Filmgeschichte auf Kölner Leinwänden

Filmkulturell anspruchsvollen Streaming-Portalen wie MUBI und Criterion Channel wird in diesen Corona-Tagen sehr viel Aufmerksamkeit gewidmet — als ob die Filmkultur allein auf Plattformen lebte, für deren Nutzung man bezahlen muss. Dabei ist das Netz voller Gratisangebote: Viele Studios und nationale Filminstitutionen machen Werke aus ihren Sammlungen auf diesem Wege digital für alle verfügbar, wenn auch in einigen Fällen ausschließlich in den jeweiligen Landessprachen. Wobei: Früher gehörte es ja mal zum guten Cinephilen-Ton, fremdsprachige Filme ohne Untertitel zu schauen, auch wenn man die jeweilige Sprache nicht beherrschte. Nicht nur, weil es meist die einzige Möglichkeit war, bestimmte Werke überhaupt zu sehen, sondern auch, weil man auf diese Weise genauer hinschaute und so die jeweiligen Arbeiten durch ihre genuin filmischen Qualitäten entdecken konnte.

Wer die Webseite der Filmoteca der Nationalen Autonomen Universität von Mexiko links liegen lässt, nur weil sie sich komplett in Spanisch präsentiert, verpasst auf jeden Fall etwas. Denn wenn man die Filme anspielt, findet man heraus, dass zum Beispiel die zwei hier verfügbaren Werke des Stummfilmpioniers Gabriel García Moreno, das Actionmelodram »El tren fantasma« (1926) und der Drogenkrimi »El puño de hierro« (1927), mit spanischen und englischen Zwischentiteln ausgestattet sind.

Die Filmoteca-Webseite scheint eher für das Land selbst gedacht als zur Repräsentation im Ausland. Anders geht das Filmarchiv Thailands vor, das sich mit einem eigenen Kanal ins pralle Youtube-Getümmel stürzt. Hier finden sich allerlei Filme mit englischen Untertiteln oder zumindest erklärenden und einordnenden Texten in Englisch. Zunächst sei auf zwei untertitelte Klassiker des Thai-Kinos verwiesen: Die ergreifende Erweckungserzählung »S¯a˙nti-Wīn˙ā« (1954) und »Xiˆ˙ thuy« (1971), eine würzige Mixtur aus Romanze und Remmidemmi.

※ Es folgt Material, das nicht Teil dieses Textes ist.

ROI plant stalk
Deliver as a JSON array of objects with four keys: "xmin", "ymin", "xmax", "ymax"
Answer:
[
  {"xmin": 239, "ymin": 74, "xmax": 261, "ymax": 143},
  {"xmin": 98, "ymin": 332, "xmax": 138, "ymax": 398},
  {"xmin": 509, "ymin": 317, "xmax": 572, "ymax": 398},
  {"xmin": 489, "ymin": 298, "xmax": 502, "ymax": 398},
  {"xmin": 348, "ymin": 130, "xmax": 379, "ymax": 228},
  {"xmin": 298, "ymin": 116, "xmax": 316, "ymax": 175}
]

In den goldenen Nachkriegsdekaden der Kinokultur des Landes wurde stumm gedreht, der fertige Film aber von einem Erzähler plus Musikbegleitung live vertont. Wer auf diese sehr spezielle Produktions- und Vorführkultur mal einen Blick werfen will, der sollte das Fischerliebesdrama »Thale ra˙k« (1953) anklicken.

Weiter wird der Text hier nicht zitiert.